When I had Waylon I was surprised by how much those gestures mattered; how a spare casserole or an encouraging note made all the difference in a day. I was even more surprised by my feelings of helplessness. I wanted my mom. I wanted Austin. I wanted someone with me so I wasn’t alone to handle a new baby, fragile nerves, and anxious bowels by myself.

I was surprised by my weakness. I was surprised by how much I needed help.

Of course there is good help and then the other kind of help who just wants to hold the baby for five hours and ask if you just love being a mommy. But mostly help is wonderful.

Whenever I talk to other mamas about all that help, we always have the same frustration. After you’ve been helped, you just want to help back, pay it forward. You want to find all the new moms you know and bring them magazines and dark chocolate truffles and clean their fridge. You want to share the love.

The problem is when you have a needy infant or an energetic toddler, your help becomes less helpful and more of a hazard. You want to hold the new baby, but your own baby is crying. You want to let your sister take a nap, but it’s your own kid’s naptime. You want to do the dishes, but oops–your toddler is unplanting all the houseplants.

Take it from me, it is impossible to vacuum your new mom friend’s house with a two year old because he will undo all your help faster than you can say “Sorry there is now poop on your carpet.”

Of course there are smaller gestures, and the truth is that most of the time it’s easier for everyone if you just mail a box of diapers and keep your encouragements virtual. But when it’s your sister, your dear friend, or someone who could really, really use an extra real-life hand–not being able to show up is heartbreaking.

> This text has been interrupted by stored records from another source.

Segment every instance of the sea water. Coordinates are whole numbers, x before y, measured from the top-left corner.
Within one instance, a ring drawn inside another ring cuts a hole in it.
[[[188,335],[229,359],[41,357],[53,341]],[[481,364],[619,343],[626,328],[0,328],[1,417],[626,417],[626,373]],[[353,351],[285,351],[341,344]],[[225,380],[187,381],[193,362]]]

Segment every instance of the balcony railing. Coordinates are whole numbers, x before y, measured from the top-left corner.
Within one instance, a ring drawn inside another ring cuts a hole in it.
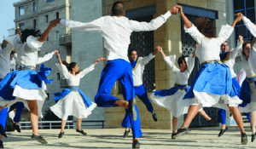
[[[65,79],[65,78],[61,79],[61,88],[67,88],[67,87],[68,87],[68,84],[67,84],[67,79]]]
[[[71,32],[60,36],[60,45],[67,46],[67,45],[71,45],[71,43],[72,43]]]

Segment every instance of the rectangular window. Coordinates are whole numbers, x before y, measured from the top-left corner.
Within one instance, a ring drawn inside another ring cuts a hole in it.
[[[247,17],[252,22],[255,23],[255,8],[254,1],[249,0],[234,0],[234,14],[241,12],[244,16]],[[234,17],[236,19],[236,17]],[[236,25],[235,27],[235,39],[237,39],[238,36],[243,37],[243,40],[250,41],[251,33],[247,29],[243,21],[241,21]]]
[[[45,22],[48,23],[48,15],[45,15]]]
[[[56,19],[59,19],[59,12],[56,12]]]
[[[60,79],[61,79],[60,73],[57,73],[57,80],[60,80]]]
[[[59,32],[56,32],[56,39],[59,39],[60,38],[60,33]]]
[[[24,15],[24,6],[19,7],[19,15]]]
[[[47,95],[46,100],[49,100],[49,93],[46,93],[46,95]]]
[[[46,3],[54,2],[55,0],[46,0]]]
[[[33,3],[33,11],[34,12],[37,11],[37,3],[36,2]]]
[[[37,20],[33,20],[34,30],[37,30]]]
[[[24,28],[24,23],[20,23],[19,24],[19,27],[20,27],[20,30],[23,30],[23,28]]]

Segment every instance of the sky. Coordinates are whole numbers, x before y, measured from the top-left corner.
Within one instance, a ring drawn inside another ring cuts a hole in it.
[[[13,3],[19,1],[20,0],[0,0],[0,43],[3,42],[3,36],[9,36],[8,29],[15,27],[15,9]]]

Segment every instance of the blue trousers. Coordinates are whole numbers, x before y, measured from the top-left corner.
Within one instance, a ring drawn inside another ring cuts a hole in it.
[[[20,116],[21,116],[21,113],[22,113],[23,108],[24,108],[23,102],[16,102],[15,104],[12,105],[9,108],[9,112],[13,111],[15,108],[16,108],[16,114],[14,118],[14,121],[20,123]]]
[[[154,112],[153,106],[150,102],[150,100],[148,97],[148,94],[145,90],[144,86],[142,84],[140,86],[134,87],[134,89],[135,89],[135,95],[137,95],[138,98],[145,104],[148,111],[150,112]],[[130,118],[131,117],[127,114],[125,114],[125,118],[122,123],[123,127],[130,128],[130,126],[131,126],[131,119]]]
[[[98,92],[95,96],[95,102],[98,106],[117,106],[115,101],[119,99],[110,95],[112,88],[116,81],[121,83],[124,100],[129,100],[135,98],[131,64],[121,59],[108,60],[102,72]],[[138,138],[143,135],[139,112],[137,106],[136,110],[137,112],[137,121],[131,121],[133,138]],[[126,114],[131,117],[131,113],[126,112]]]
[[[8,109],[4,108],[0,112],[0,133],[3,135],[5,129],[6,119],[8,117]]]

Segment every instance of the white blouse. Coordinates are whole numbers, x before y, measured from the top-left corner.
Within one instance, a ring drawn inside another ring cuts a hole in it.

My hope is that those of us who don’t have extra hands right now will remember this time later. That when our kids are grown, we will seek out the young and the weary and show up. Because if I’ve learned anything from parenthood it’s that it truly takes a village of humans to raise another human. 

May we remember our villages, our helpers, our love and hope spreaders. May we remember the ones who quietly drop off Miralax and extra binkies and play with our toddlers so we can finally breathe. 

May we accept help with quiet thank yous and the promise to remember the sweet burden of a new mom heart.